March 30, 2016

"Windows 10 is off to the fastest adoption of any release ever"

Or, How to Lie with Statistics, Microsoft 2016 edition.

Microsoft has announced that Windows10 is now running on more than 270 million devices, something that Microsoft is calling this its fastest adoption rate ever. Like all great statistical lies, this one has just enough truth to be believable, while still managing to be completely, and I think deliberately, misleading.

Windows 10 is being given away for free [1], will be downloaded by your current version of Windows as a "recommended" update, i.e. automatically for most folks, at which point Windows will nag you to upgrade, and can even be pushed onto your system whether you agree to upgrade or not [2]. None of these things has ever been true of any previous version of Windows, all of which required that users either (a) buy at least an upgrade copy of the new OS at their own expense, or (b) buy a new PC which comes with the latest OS installed.

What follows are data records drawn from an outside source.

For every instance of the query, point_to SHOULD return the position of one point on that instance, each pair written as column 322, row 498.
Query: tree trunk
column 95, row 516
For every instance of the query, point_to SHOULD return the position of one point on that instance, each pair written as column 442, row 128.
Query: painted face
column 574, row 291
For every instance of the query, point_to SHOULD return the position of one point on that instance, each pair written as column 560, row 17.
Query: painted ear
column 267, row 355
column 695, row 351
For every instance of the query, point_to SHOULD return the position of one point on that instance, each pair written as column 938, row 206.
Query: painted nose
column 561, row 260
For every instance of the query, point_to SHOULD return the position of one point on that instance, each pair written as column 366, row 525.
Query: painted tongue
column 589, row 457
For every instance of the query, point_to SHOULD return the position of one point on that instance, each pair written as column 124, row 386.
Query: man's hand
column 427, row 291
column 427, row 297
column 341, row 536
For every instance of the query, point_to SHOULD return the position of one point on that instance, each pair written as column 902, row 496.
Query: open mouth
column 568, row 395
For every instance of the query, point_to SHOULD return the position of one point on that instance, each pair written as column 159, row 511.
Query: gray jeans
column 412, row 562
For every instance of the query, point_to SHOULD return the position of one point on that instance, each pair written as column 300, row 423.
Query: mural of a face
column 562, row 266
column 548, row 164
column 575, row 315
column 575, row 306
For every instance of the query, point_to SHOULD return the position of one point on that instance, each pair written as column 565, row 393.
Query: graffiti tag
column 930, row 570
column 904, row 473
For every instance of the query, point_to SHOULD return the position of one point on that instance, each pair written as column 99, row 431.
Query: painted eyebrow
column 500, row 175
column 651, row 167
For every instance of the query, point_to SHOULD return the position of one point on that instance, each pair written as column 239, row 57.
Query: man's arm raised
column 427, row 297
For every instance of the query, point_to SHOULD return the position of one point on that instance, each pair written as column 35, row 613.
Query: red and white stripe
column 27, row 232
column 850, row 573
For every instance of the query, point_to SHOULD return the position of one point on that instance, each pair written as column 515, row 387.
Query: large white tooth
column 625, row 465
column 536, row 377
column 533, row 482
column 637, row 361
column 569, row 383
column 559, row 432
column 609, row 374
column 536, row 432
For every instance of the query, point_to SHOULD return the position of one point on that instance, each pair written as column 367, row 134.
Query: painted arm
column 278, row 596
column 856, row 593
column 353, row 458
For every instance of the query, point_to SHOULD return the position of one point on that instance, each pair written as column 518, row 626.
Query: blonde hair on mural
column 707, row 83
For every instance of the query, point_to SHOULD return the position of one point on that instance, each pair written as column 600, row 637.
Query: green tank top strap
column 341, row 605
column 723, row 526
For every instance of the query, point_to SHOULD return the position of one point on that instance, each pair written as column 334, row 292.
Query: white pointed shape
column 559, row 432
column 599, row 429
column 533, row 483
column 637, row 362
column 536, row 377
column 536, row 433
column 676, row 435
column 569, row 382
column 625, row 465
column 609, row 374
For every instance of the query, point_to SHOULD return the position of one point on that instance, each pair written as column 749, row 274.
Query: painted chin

Microsoft is conflating two wildly different scenarios, basically claiming that they are the same thing, and that the "adoption rates" of Windows 10 can be compared to previous versions of the OS. This is entirely false, and Microsoft have to know that it's entirely false. And yet, they persist.

Microsoft are not alone in this fast and loose approach to facts in their public announcements, of course (I've come to regard corporate PR utterances, in general, as a source of truthiness, rather than as sources of truth), but I have to say that this particular bit of truthiness struck me as particularly ballsy. Considering how much coverage Microsoft has been getting for their aggressive (some would say overly so) push to switch the entire planet over to their current, walled-garden, UWP-controlled vision of personal computing's future, and how uncomfortable that's making some folks, me included, the fact that they would even pretend that 270 million customers have voluntarily just switched to Windows 10 seems, at the very least, disingenuous.

  1. It's "free" in the sense that Microsoft won't charge you any cash up front for it. It's not at all free, though, in the sense that Windows 10 comes with built-in "telemetry" features which harvest your valuable metadata and email it to various locations that Microsoft have selected; they have yet, to my knowledge, come clean about  (a) what data they're collecting, (b) where they're sending it, or (c) what they're doing with it, including potentially (d) who they're sharing it with. And they don't tell you any of this up front. And you can only turn telemetry off by installing a 3rd party application which will do the job for you. At this point, I basically consider Windows 10 to be malware, and have decided never to install it, unless and until Microsoft rectify these deficiencies. Seriously, I'll go Linux first, and I say that as someone who's very first PC (bought with my own money, anyway) was a Windows machine, and who's owned only Windows PCs since.
  2. Microsoft explained, of course, that the feature which made this possible was enabled "by mistake," but they didn't (e) explain why it's part of Windows 10 in the first place, (f) promise to remove it completely, or (g) promise never to include a similar feature in any future build of the OS. Windows 10 can be installed on your system remotely, by Microsoft's fiat, at any time that they decide that they're sick of you dragging your heels on the upgrade, and their entire response to the existence of this capability in their code is essentially to say that we should just trust them. Well... no. Sorry, but no.